Esto puede parecer muy superficial, pero ellos mismos contribuyen con la literatura menor que se gastan para hablar de la libertad de las nubes, la invención de las formas, o que este es «lugar de encuentro entre el dominio del fuego y la conquista del placer de la mesa». Tantas veces hemos hablado del gastado relatito y de las servidumbres del menú degustación que todo lo tapa, que estas líneas parecen un ritornello hacia dónde van los restaurantes de los pases, de los juegos conceptuales, y la invocación al terruño como credencial benefactora. Cierto es que la cocina de Nublo en su aspecto físico supone un homenaje a la tradición por la leña o los fogones de las abuelas. Auténtico tipismo para amansar sentido y para esperar cariñosas recreaciones.
La realidad es que todo adquiere dosis de corrección, osadías justas y poca carga emocional. Estampa a estampa, la composición nunca alcanza la conmoción del gusto. Es rico el caldeo de bienvenida de zancarrón con armagnaz. Es preciso el ceviche de besugo con leche de tigre, con los guiños de apio y cilantro. También es canónico el pollo crujiente con una parmentier y algo de trufa turolense. Y así en lo sucesivo. Algo más rugoso es un tartar de chuleta y confesado bogavante, aunque con este se juega al escondite, y apunta interés la corteza de cerdo con espardeña de poco relevante pil pil, y una hoja de salicornia. A todo se le da categoría en su presentación y nomenclatura, incluida la ceremonia de pan y mantequilla, como si este bocado previo a un menú, aquí colocado antes del arranque de la parte fuerte necesitara ser jaleado.
Probablemente el pellizco que nos puede hacer cavilar por su delicadeza sea una ensalada de embutido casero, col y rábano, tributo de temporada y logro del equilibrio que tanto se necesita para la arquitectura de la cocina actual. Luego, cardo rojo con leche de almendras y aceite jaenero de corrección formal, y un fallido mero a la brasa, donde no se percibe bien ese toque del fuego, con hoja de ostra. Demasiado intenso el caldo ibérico, sobre el que descansa capeletto de tendones con guisantes lágrima, dado que apreciamos cierta deconstrucción de los ingredientes. Afortunadamente, el solomillo curado en queso azul y pimiento rojo nos reconcilia con los puntos y sabores en el final salado.
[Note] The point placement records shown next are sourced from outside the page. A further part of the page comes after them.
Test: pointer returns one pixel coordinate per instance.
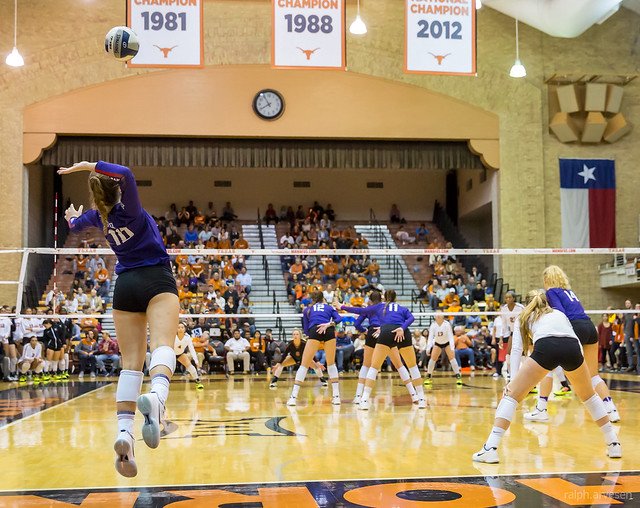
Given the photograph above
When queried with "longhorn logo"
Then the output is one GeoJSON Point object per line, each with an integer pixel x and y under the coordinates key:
{"type": "Point", "coordinates": [308, 52]}
{"type": "Point", "coordinates": [439, 57]}
{"type": "Point", "coordinates": [165, 51]}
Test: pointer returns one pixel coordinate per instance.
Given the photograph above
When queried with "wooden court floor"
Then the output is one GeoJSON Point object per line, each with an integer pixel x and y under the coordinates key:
{"type": "Point", "coordinates": [238, 438]}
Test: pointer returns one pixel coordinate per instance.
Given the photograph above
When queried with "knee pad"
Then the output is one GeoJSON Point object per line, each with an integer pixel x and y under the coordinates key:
{"type": "Point", "coordinates": [301, 374]}
{"type": "Point", "coordinates": [163, 355]}
{"type": "Point", "coordinates": [129, 385]}
{"type": "Point", "coordinates": [596, 407]}
{"type": "Point", "coordinates": [596, 380]}
{"type": "Point", "coordinates": [506, 408]}
{"type": "Point", "coordinates": [372, 374]}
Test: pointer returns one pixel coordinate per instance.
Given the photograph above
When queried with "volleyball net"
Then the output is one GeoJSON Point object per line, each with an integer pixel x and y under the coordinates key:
{"type": "Point", "coordinates": [58, 282]}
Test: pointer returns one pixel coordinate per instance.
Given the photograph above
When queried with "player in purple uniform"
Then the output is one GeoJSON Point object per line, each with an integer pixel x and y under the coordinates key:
{"type": "Point", "coordinates": [562, 298]}
{"type": "Point", "coordinates": [145, 293]}
{"type": "Point", "coordinates": [371, 314]}
{"type": "Point", "coordinates": [393, 333]}
{"type": "Point", "coordinates": [318, 323]}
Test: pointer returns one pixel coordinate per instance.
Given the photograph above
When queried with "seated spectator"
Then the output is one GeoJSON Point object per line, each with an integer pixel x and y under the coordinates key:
{"type": "Point", "coordinates": [394, 215]}
{"type": "Point", "coordinates": [191, 235]}
{"type": "Point", "coordinates": [463, 347]}
{"type": "Point", "coordinates": [86, 350]}
{"type": "Point", "coordinates": [258, 348]}
{"type": "Point", "coordinates": [95, 304]}
{"type": "Point", "coordinates": [422, 233]}
{"type": "Point", "coordinates": [227, 213]}
{"type": "Point", "coordinates": [478, 293]}
{"type": "Point", "coordinates": [238, 349]}
{"type": "Point", "coordinates": [108, 350]}
{"type": "Point", "coordinates": [451, 299]}
{"type": "Point", "coordinates": [403, 237]}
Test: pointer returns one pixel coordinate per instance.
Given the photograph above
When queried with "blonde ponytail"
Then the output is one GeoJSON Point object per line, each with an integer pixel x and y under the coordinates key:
{"type": "Point", "coordinates": [105, 193]}
{"type": "Point", "coordinates": [536, 306]}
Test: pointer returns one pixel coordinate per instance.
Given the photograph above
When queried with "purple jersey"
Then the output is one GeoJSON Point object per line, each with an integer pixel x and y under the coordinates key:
{"type": "Point", "coordinates": [132, 233]}
{"type": "Point", "coordinates": [566, 302]}
{"type": "Point", "coordinates": [318, 314]}
{"type": "Point", "coordinates": [372, 313]}
{"type": "Point", "coordinates": [394, 314]}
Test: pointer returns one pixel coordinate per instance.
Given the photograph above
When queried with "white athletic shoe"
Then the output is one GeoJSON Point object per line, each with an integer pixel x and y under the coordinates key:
{"type": "Point", "coordinates": [537, 416]}
{"type": "Point", "coordinates": [614, 450]}
{"type": "Point", "coordinates": [489, 456]}
{"type": "Point", "coordinates": [126, 461]}
{"type": "Point", "coordinates": [153, 411]}
{"type": "Point", "coordinates": [614, 416]}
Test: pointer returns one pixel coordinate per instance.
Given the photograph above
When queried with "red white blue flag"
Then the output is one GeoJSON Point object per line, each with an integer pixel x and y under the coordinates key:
{"type": "Point", "coordinates": [588, 202]}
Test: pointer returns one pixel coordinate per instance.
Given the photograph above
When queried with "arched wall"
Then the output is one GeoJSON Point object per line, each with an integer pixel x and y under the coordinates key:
{"type": "Point", "coordinates": [238, 32]}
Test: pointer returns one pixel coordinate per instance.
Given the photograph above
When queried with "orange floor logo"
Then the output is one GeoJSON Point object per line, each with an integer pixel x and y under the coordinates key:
{"type": "Point", "coordinates": [574, 489]}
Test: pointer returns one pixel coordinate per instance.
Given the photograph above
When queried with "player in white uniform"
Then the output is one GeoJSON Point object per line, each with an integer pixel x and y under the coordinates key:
{"type": "Point", "coordinates": [554, 344]}
{"type": "Point", "coordinates": [441, 338]}
{"type": "Point", "coordinates": [10, 360]}
{"type": "Point", "coordinates": [181, 344]}
{"type": "Point", "coordinates": [510, 312]}
{"type": "Point", "coordinates": [31, 360]}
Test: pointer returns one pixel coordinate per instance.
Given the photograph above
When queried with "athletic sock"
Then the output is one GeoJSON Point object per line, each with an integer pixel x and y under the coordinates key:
{"type": "Point", "coordinates": [541, 405]}
{"type": "Point", "coordinates": [160, 386]}
{"type": "Point", "coordinates": [125, 421]}
{"type": "Point", "coordinates": [610, 435]}
{"type": "Point", "coordinates": [493, 441]}
{"type": "Point", "coordinates": [608, 403]}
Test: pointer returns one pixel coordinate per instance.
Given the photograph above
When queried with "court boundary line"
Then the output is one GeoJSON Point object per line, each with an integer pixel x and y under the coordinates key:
{"type": "Point", "coordinates": [121, 488]}
{"type": "Point", "coordinates": [20, 420]}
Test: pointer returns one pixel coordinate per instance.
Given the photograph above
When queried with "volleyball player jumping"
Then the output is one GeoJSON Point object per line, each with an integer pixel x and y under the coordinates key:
{"type": "Point", "coordinates": [554, 343]}
{"type": "Point", "coordinates": [145, 293]}
{"type": "Point", "coordinates": [371, 313]}
{"type": "Point", "coordinates": [318, 322]}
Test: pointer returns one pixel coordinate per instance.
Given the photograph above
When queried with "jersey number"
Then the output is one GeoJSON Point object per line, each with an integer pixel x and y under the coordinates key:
{"type": "Point", "coordinates": [571, 295]}
{"type": "Point", "coordinates": [120, 235]}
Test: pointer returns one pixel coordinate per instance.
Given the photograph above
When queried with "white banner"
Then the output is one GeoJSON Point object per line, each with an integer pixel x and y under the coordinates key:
{"type": "Point", "coordinates": [170, 32]}
{"type": "Point", "coordinates": [308, 34]}
{"type": "Point", "coordinates": [440, 37]}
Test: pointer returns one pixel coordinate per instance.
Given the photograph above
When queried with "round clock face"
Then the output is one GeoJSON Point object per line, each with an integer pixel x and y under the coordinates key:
{"type": "Point", "coordinates": [268, 104]}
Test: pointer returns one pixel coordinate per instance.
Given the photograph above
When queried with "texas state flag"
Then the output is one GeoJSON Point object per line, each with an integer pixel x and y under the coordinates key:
{"type": "Point", "coordinates": [588, 202]}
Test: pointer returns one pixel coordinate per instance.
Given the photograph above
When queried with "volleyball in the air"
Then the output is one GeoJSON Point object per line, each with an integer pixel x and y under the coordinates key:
{"type": "Point", "coordinates": [122, 43]}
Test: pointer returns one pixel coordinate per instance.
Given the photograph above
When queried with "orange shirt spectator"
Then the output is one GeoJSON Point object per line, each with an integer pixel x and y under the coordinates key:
{"type": "Point", "coordinates": [241, 243]}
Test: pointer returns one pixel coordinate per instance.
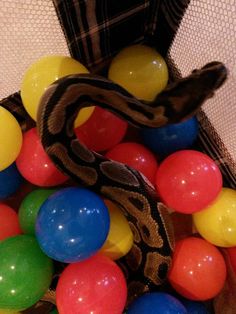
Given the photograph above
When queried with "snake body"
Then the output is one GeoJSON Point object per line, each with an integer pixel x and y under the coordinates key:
{"type": "Point", "coordinates": [149, 260]}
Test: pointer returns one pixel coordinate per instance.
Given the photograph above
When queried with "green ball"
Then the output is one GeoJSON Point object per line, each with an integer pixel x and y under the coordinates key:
{"type": "Point", "coordinates": [29, 209]}
{"type": "Point", "coordinates": [25, 272]}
Vamos atravesando los trancos del menú con una interesante bodega de orientación netamente riojana, lo que por otra parte resulta obligado, y un atento servicio. Se compendian todas las impresiones precedentes con un preciso mochi de fresa, además de una sugestiva versión de un helado tonka junto al polen en una bonita pintura visual. En Nublo buena mano en el fondo de su coquinaria, pero probablemente el confort que conceden los reconocimientos y premios esté opacando un mayor trabajo de armonía entre la imaginación y los simples apelativos a lo que se cuenta. Nos invade tristemente cierta melancolía en este bonito restaurante de Haro.